【完結】寵姫と氷の陛下の秘め事。

寵姫 アナベル 11話

 アナベルの考えた、最悪の事態。

 それは、自分が王妃イレインに()らえられ、宮殿の執事やメイドたちが危険に(さら)されること。

 イレインは寵姫(ちょうき)には手を出すが、宮殿の執事やメイドには手を出さない。

 寵姫以外の宮殿の者に手を出せば、すぐに調査が始まるからだろう。

 アナベルがイレインの手に落ちれば、協力者の名を告げろと言われる可能性が高い。

(この人たちの家族を巻き込みたくない……)

 そんな最悪のことを考えて、アナベルは目を伏せる。

「私たちのことを考えてくれるのはありがたいですが、アナベルさまが一番ですよ?」
「――ええ、ありがとう。さあ、この鬱々とした気分を変えるためにも! 剣の稽古をがんばりますわ!」

 演習場に向かう前の廊下で話していたから、アナベルは窓の外に視線を移す。アナベルたちの気分とは裏腹に、まぶしい太陽がさんさんと光を降り注いでいた。

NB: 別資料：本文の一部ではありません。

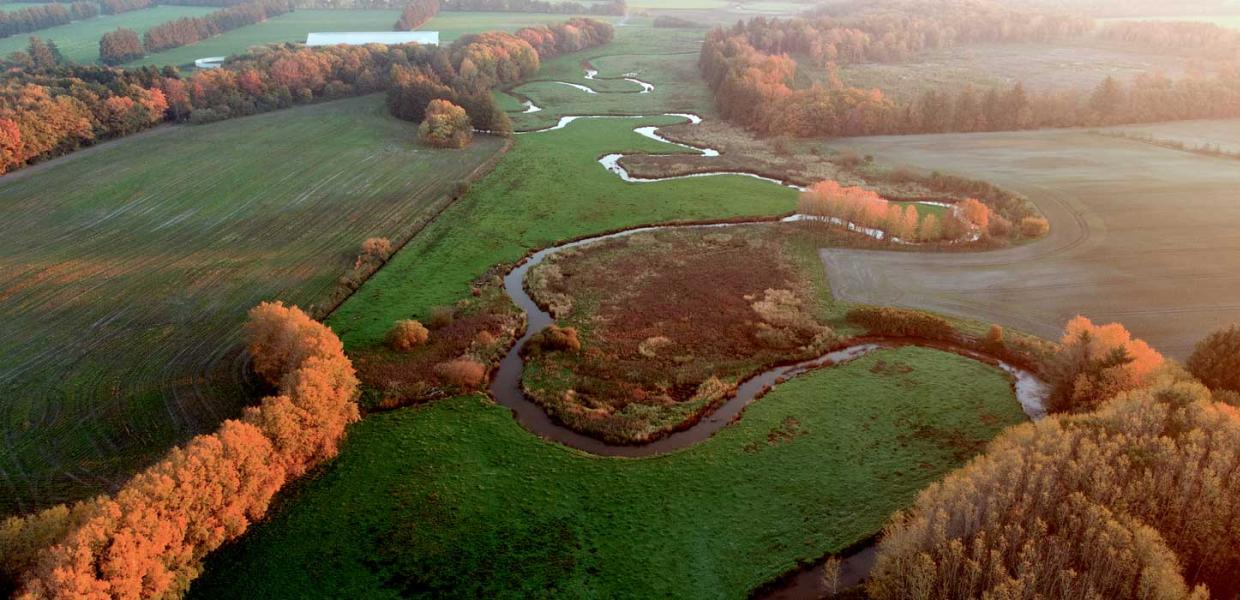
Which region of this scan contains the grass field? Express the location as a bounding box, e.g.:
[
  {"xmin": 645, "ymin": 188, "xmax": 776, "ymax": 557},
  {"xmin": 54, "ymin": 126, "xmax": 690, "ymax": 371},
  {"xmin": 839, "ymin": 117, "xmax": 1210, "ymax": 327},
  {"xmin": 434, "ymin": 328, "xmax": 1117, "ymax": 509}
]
[
  {"xmin": 512, "ymin": 19, "xmax": 714, "ymax": 130},
  {"xmin": 0, "ymin": 5, "xmax": 218, "ymax": 63},
  {"xmin": 825, "ymin": 120, "xmax": 1240, "ymax": 358},
  {"xmin": 190, "ymin": 348, "xmax": 1024, "ymax": 599},
  {"xmin": 329, "ymin": 117, "xmax": 796, "ymax": 346},
  {"xmin": 133, "ymin": 10, "xmax": 615, "ymax": 64},
  {"xmin": 329, "ymin": 26, "xmax": 796, "ymax": 347},
  {"xmin": 0, "ymin": 97, "xmax": 501, "ymax": 512}
]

 スタスタと早足で演習場へ向かい、パトリックの姿が見えたので声をかける。

「ごきげんよう、パトリック卿。昨日はありがとうございました」
「アナベルさま。……その、大丈夫……ですか?」
「……ご心配、ありがとうございます。大丈夫ですわ」

 アナベルの表情をじっと見つめて、パトリックは吐息をもらす。

「それなら、良かった。では、今日も始めましょうか」
「はい、お願いします」

 丁寧に一礼して、剣の稽古を始めた。